Le CEPD souligne que le concept de représentant a été introduit dans le but de garantir à la fois (i) la liaison avec les responsables de traitement ou les sous-traitants situés hors de l’UE et (ii) l’application du RGPD à l’encontre desdits responsables de traitement ou des sous-traitants.

Le représentant n’est plus présenté comme co-responsable avec le responsable de traitement ou le sous-traitant qui l’a désigné, et il n’est plus envisagé de lui imposer une sanction ou d’autres mesures pour des manquements par ce responsable de traitement ou sous-traitant. La possibilité de tenir un représentant directement responsable est limitée aux obligations directes visées aux articles 30 et 58 (1) du RGPD.

La désignation du représentant a pour but, en matière de poursuites, de permettre aux autorités d’engager des actions en exécution « par le biais » du représentant désigné par un responsable de traitement ou sous-traitant non établi dans l’UE. Cela inclut la possibilité « d’adresser » (signifier ?) au représentant des amendes et pénalités administratives, infligées au responsable du traitement ou au sous-traitant non établi dans l’UE.

Il sera ainsi beaucoup plus facile de trouver des entreprise prêtes à assumer le rôle de représentant et le risque associé.

Étant donné qu’il n’est plus envisagé de sanctionner le représentant pour violation commise par le responsable du traitement ou sous-traitant hors UE, le CEPD a indiqué qu’il sera nécessaire de développer davantage les mécanismes de coopération internationale afin de permettre une application effective des sanctions.

  1. L’absence de position sur le transfert international initial

De nombreux débats ont eu lieu sur le point de savoir si les responsables du traitement ou sous-traitants hors UE, relevant du paragraphe 2 de l’article 3 du RGPD, devraient appliquer les mesures prévues au chapitre V (relatif aux transferts internationaux de données) du fait qu’ils traitent hors UE des données personnelles de personnes situées dans l’Union.

Certains estiment que, dans la mesure où le RGPD s’applique à ces responsables du traitement ou sous-traitant hors UE, compte tenu du niveau de protection qu’ils sont tenus d’assurer du fait de cette application directe, cela ne nécessiterait aucune mesure supplémentaire pour le flux de données entrant, en provenance de l’UE.

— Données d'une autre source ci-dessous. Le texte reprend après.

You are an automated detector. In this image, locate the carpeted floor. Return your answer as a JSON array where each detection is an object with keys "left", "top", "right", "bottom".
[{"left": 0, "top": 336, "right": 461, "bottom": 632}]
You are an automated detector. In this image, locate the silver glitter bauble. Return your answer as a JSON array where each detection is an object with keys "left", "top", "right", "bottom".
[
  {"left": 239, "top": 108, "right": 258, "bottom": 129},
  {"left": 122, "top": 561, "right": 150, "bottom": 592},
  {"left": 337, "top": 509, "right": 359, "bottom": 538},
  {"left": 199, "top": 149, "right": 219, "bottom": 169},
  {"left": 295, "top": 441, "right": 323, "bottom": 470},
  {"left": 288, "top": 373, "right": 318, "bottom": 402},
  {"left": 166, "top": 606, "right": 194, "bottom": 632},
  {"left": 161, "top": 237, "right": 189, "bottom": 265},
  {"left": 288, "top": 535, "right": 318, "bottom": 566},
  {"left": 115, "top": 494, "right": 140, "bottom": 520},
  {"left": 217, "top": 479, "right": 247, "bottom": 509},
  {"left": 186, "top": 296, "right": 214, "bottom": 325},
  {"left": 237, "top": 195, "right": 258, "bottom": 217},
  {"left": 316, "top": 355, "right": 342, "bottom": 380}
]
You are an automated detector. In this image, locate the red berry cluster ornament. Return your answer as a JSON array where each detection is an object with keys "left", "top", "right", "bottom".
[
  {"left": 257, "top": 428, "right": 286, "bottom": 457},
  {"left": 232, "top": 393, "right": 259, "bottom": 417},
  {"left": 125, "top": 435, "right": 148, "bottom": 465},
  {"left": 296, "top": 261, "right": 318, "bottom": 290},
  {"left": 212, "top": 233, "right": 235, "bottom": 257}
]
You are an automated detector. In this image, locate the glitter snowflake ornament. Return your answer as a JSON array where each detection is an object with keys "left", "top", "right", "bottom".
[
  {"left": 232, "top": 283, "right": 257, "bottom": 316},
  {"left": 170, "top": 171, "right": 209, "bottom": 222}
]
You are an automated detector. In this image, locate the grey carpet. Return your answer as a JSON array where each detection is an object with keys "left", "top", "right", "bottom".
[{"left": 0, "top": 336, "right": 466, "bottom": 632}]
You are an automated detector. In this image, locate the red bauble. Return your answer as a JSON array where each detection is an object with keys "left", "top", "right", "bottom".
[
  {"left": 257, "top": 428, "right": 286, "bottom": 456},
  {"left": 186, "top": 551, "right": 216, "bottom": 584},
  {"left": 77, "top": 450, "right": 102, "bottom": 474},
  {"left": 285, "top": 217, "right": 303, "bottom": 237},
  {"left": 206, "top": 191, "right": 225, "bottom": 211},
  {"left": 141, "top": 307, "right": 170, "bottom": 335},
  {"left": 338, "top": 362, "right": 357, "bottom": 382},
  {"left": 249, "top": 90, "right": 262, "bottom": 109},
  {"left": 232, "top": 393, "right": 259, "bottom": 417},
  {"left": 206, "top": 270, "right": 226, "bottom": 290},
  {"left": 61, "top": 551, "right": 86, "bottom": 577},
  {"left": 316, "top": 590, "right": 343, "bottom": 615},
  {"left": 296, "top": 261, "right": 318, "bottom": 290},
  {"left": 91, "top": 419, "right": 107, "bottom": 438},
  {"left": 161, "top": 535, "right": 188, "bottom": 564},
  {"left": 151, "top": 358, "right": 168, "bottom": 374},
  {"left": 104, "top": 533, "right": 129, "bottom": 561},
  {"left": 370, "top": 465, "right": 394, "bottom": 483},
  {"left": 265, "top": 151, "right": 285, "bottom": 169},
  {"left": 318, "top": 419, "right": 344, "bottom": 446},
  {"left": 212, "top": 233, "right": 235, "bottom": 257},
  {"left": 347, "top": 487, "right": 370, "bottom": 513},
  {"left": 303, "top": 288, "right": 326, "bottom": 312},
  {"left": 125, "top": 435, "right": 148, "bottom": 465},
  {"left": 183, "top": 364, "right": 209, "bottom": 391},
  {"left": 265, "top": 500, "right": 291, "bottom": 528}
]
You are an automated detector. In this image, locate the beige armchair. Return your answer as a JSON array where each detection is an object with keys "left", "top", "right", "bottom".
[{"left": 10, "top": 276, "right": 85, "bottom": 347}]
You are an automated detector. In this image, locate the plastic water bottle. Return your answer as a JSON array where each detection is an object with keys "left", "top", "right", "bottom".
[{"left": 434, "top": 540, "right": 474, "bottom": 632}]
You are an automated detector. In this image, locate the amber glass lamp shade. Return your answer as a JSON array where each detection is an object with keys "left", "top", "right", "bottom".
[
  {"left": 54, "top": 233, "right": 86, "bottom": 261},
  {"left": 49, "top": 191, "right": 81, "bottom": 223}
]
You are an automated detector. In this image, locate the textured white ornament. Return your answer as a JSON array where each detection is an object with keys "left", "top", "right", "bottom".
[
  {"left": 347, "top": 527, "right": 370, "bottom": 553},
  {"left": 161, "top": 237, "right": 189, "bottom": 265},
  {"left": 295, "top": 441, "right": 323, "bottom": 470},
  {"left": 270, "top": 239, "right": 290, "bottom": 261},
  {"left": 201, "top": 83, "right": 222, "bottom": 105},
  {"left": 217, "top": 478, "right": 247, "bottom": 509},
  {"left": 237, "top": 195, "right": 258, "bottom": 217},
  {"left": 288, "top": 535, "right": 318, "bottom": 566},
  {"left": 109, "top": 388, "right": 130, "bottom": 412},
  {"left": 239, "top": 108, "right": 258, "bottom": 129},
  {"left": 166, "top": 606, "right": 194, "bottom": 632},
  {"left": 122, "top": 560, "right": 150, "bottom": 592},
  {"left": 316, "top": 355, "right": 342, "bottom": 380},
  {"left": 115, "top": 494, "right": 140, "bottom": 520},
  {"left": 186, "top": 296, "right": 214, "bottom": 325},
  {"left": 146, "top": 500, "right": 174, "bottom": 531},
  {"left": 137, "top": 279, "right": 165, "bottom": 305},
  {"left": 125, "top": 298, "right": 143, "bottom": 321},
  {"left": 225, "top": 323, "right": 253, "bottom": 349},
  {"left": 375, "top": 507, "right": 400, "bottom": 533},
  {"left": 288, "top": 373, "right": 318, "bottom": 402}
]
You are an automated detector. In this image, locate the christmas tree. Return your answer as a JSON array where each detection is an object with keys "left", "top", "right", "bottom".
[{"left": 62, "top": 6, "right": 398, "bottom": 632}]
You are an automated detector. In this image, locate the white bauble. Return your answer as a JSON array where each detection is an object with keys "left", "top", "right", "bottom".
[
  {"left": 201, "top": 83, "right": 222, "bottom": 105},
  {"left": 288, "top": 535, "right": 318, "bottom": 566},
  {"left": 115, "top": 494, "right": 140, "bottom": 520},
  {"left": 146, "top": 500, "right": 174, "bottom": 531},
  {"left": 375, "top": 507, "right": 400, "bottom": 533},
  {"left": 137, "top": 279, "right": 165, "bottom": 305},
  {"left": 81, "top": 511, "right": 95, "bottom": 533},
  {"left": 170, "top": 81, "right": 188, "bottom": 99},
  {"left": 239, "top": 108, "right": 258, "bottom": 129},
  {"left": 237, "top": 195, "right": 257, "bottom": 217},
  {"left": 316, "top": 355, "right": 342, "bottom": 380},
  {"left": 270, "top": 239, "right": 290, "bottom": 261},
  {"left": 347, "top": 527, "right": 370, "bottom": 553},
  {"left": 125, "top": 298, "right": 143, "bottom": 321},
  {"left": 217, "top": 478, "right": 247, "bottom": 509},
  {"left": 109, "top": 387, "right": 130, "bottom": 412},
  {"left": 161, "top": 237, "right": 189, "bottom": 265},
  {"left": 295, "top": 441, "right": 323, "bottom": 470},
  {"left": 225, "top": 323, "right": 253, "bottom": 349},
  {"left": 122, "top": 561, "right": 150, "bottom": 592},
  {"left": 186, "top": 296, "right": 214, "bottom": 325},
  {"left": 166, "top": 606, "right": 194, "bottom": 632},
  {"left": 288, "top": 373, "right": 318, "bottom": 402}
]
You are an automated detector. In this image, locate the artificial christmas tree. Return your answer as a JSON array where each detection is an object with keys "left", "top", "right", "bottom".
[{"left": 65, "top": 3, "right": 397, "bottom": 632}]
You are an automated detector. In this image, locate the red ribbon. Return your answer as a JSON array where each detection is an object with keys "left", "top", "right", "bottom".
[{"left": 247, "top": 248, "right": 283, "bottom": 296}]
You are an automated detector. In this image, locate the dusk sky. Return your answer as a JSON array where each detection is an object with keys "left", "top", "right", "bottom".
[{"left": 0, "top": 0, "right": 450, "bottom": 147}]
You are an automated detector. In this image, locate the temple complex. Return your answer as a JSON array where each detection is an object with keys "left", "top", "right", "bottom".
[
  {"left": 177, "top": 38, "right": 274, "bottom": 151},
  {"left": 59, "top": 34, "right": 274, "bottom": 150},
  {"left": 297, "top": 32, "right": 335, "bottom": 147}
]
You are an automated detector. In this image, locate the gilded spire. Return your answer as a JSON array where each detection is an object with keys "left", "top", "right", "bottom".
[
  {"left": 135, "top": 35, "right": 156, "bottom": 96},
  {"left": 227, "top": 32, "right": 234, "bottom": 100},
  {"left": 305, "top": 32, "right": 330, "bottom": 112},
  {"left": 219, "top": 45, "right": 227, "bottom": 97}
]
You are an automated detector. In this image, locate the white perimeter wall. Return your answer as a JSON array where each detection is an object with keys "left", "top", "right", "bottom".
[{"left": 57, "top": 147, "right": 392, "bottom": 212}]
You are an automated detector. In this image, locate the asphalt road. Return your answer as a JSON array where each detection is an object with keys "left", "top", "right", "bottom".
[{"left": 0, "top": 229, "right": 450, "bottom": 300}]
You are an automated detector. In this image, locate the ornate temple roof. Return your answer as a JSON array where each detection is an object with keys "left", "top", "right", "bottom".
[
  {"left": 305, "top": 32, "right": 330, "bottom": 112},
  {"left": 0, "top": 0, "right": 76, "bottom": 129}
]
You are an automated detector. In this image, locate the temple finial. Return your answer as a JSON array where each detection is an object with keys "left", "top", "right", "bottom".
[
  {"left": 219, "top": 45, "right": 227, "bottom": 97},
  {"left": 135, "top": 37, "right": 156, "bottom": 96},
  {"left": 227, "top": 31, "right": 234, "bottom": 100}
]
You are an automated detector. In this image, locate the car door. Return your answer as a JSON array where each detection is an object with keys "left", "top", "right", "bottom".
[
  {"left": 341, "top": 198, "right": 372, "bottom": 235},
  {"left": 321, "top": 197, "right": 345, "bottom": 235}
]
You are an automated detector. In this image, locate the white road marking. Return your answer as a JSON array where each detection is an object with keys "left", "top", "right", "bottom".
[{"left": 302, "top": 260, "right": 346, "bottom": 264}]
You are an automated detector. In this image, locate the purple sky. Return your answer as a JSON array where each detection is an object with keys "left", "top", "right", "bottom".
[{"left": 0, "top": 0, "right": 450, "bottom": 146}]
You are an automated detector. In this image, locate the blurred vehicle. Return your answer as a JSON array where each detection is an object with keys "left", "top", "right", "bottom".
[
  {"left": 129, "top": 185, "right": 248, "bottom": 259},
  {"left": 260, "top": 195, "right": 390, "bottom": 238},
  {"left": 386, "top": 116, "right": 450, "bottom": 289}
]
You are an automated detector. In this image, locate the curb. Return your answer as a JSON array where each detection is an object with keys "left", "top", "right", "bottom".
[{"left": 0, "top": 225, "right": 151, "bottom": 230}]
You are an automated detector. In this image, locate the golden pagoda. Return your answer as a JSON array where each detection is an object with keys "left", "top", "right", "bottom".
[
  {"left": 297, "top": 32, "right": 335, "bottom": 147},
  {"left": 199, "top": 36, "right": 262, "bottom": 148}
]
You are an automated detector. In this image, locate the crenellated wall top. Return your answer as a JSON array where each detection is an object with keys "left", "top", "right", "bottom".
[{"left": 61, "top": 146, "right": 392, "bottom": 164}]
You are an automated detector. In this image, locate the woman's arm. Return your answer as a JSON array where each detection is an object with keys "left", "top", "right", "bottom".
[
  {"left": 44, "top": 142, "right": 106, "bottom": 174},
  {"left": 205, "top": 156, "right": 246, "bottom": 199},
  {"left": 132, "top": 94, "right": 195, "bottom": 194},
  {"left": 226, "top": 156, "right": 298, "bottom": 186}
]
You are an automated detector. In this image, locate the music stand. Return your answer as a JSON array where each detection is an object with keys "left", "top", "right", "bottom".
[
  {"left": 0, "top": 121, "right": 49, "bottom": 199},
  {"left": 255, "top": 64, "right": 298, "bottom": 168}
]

Dans l’hypothèse où les responsables du traitement, ou sous-traitants hors UE, devraient mettre en œuvre les mesures du chapitre V, cela pourrait s’avérer très compliqué pour ceux qui ne se trouvent pas dans un pays considéré comme adéquat (y compris aux États-Unis dans le cadre du Privacy Shield), puisqu’ils ne pourraient invoquer les exceptions de l’article 49, dans la mesure où ils n’auraient pas non plus de partenaire avec lequel conclure les clauses contractuelles types de l’UE.

Ici aussi, il nous semble qu’il faille que le CEPD se positionne, même si nous pensons qu’il n’y a peut-être pas de consensus en son sein sur ce sujet. Le CEPD a reconnu qu’il devait élaborer des lignes directrices sur la question du transfert international.

Critères supplémentaires

Outre les deux critères majeurs exposés ci-dessus, le RGPD comprend aussi d’autres règles concernant le champ d’application territorial :

  • Les États membres peuvent prévoir des dérogations locales sur certains points, ainsi que des critères locaux concernant le champ d’application territorial desdites dérogations. Ceci est notamment le cas en France, dans la Loi Informatique et Libertés.
  • Le RGPD s’applique au traitement en un lieu où le droit d’un État membre s’applique en vertu du droit international public.

Ces questions représentent bien évidemment des enjeux importants pour les entreprises qui cherchent à déterminer si le RGPD leur est applicable ; mais elles sont tout aussi importantes pour les entreprises devant respecter le RGPD dans leurs relations d’affaires avec des partenaires hors UE.